I want to get the download content (buffer) and after soon, store the data at my S3 account. So far I wasn't able to find out some solution... Looking for some examples in the web, I noticed that there is a lot of people with this problem. I tried (unsuccessfully) to use the page.on("response") event to retrieve the raw response content, acording the following snippet:

const bucket = [];
await page.on("response", async response => {
        const url = response.url();
        if (
          url ===
          "https://the.earth.li/~sgtatham/putty/0.71/w32/putty-0.71-installer.msi"
        ) {
          try {
            if (response.status() === 200) {
              bucket.push(await response.buffer());
              console.log(bucket);
              // I got the following: 'Protocol error (Network.getResponseBody): No resource with given identifier found' }
            }
          } catch (err) {
            console.error(err, "ERROR");
          }
        }
      });

With such code above, I would intend to detect the event of the download dialog and then, in some way, be able to receive the binary content.

I'm not sure if that's the correct approach. I noticed that some people use a solution based on reading files, in the other words, after download finishes, them read the stored file from the disk. There is a similar discussion at: https://github.com/GoogleChrome/puppeteer/issues/299.

My question is: Is there some way (using puppeteer), to intercept the download stream without having to save the file to disk before?

Thank you very much.

Rogério Oliveira
  • 414
  • 1
  • 4
  • 15

1 Answers1

8

The problem is, that the buffer is cleared as soon as any kind of navigation request is happening. This might be a redirect or page reload in your case.

To solve this problem, you need to make sure that the page does not make any navigation requests as long as you have not finished downloading your resource. To do this we can use page.setRequestInterception.

There is a simple solutions, which might get you started, but might not always work and a more complex solution to this problem.

Simple solution

This solution cancels any navigation requests after the initial request. This means, any reload or navigation on the page will not work. Therefore the buffers of the resources are not cleared.
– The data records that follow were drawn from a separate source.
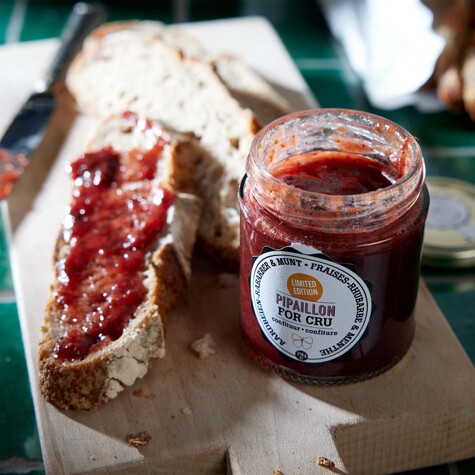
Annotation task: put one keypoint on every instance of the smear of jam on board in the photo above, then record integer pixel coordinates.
(115, 216)
(11, 168)
(335, 173)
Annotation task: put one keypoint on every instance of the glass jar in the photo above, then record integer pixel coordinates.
(329, 279)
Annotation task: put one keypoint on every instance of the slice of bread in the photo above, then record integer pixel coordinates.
(87, 381)
(163, 73)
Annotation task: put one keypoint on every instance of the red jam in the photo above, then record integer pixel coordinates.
(334, 173)
(110, 227)
(330, 246)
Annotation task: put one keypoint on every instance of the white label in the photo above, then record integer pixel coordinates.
(309, 307)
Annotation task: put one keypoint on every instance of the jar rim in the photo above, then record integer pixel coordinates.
(393, 200)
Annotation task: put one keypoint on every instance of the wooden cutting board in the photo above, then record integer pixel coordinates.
(225, 414)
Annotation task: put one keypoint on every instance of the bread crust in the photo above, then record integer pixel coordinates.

const browser = await puppeteer.launch();
const [page] = await browser.pages();

let initialRequest = true;
await page.setRequestInterception(true);

page.on('request', request => {
    // cancel any navigation requests after the initial page.goto
    if (request.isNavigationRequest() && !initialRequest) {
        return request.abort();
    }
    initialRequest = false;
    request.continue();
});

page.on('response', async (response) => {
    if (response.url() === 'RESOURCE YOU WANT TO DOWNLOAD') {
        const buffer = await response.buffer();
        // handle buffer
    }
});

await page.goto('...');

Advanced solution

The following code will process each request one after another. In case you download the buffer it will wait until the buffer is downloaded before processing the next request.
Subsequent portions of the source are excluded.